The other, Colonel William Drayton of Charleston whom he would later dedicate his Tales of the Grotesque and Arabesque to. It’s unsure the exact nature of their friendship but they would remain friends even after Drayton was transferred to Philadelphia.

His down time from his military duties reminded him too of his desire and need to write and write he did.

The island provided the inspiration and setting for The Gold Bug, published in 1843. During the time Poe arrived and spent on the island it was a place of swamps, ghostly legends, buried pirate treasure and African voodoo cults. Perfect indeed for the mind of Poe. It is thought too that the narrator of Gold Bug is modeled after his friend, Dr. Ravenel. The story itself offers all the elements of legend and folklore, much of which is still present to this day on Sullivan’s Island.  Further, Poe would also use Charleston as inspiration in a newspaper article titled The Balloob Hoax in 1844 and the Oblong Box in 1850.

The locals have claimed Poe and are quite proud of their bragging rights. Many of the streets are named after his works as well as the local library and a tavern that I undoubtedly nerded out at.

Now back to Dr. Ravenel. Of course Edgar is no stranger to legends and lore and this little island holds quite an interesting one. It is thought that Poe took a liking to a family member of Dr. Ravenel. Her name….Annabel Lee Ravenel. Yeah, you know where this is going. The two, with a disapproving father, would meet in secrecy at a local church. The Unitarian Church in Charleston. Of course I went.

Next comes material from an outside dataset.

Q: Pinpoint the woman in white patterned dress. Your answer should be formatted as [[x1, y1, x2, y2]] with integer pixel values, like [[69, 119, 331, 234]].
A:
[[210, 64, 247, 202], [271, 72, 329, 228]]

Unitarian Church in Charleston

Of course the photographer and nature lover in me would go picture crazy. It’s a cemetery. It’s me. Lore of Poe. It’s expected. From a photography perspective the church grounds where the cemetery sits is fairly well manicured but sets the tone for just enough intrigue in the shadows that many of the overgrown areas offer. It’s a lovely church within the low country with its spanish moss. That for me is always breathtaking. Ok, ok, back to Poe and the reason I’m here.

So it is thought that Edgar and Annabel Lee would meet in the cemetery of the church because her father was very disapproving of Poe. Eventually Poe was transferred back up North, and Annabel fell ill and died. Allegedly, paranormal sightings of Annabel Lee sitting on a bench in the graveyard or walking along its paths seeking Poe reportedly still happen. I have to add here based on my own research over the years that it is well accepted that the infamous poem is in fact inspired from his wife and cousin, Virginia Clemm. But this lore makes for one heck of a dark romantic tale!

Take this kiss upon the brow!
And, in parting from you now,
Thus much let me avow-
You are not wrong, who deem
That my days have been a dream;
Yet if hope has flown away
In a night, or in a day,
In a vision, or in none,
Is it therefore the less gone?
All that we see or seem
Is but a dream within a dream.

I stand amid the roar
Of a surf-tormented shore,
And I hold within my hand
Grains of the golden sand-
How few! yet how they creep
Through my fingers to the deep,
While I weep- while I weep!
O God! can I not grasp
Them with a tighter clasp?
O God! can I not save
One from the pitiless wave?
Is all that we see or seem
But a dream within a dream?

Edgar only spent thirteen months on this small island that spands only a little over three miles. It’s quite clear however that it made quite the impact on his writing and the people of Sullivan’s Island are proud to honor that.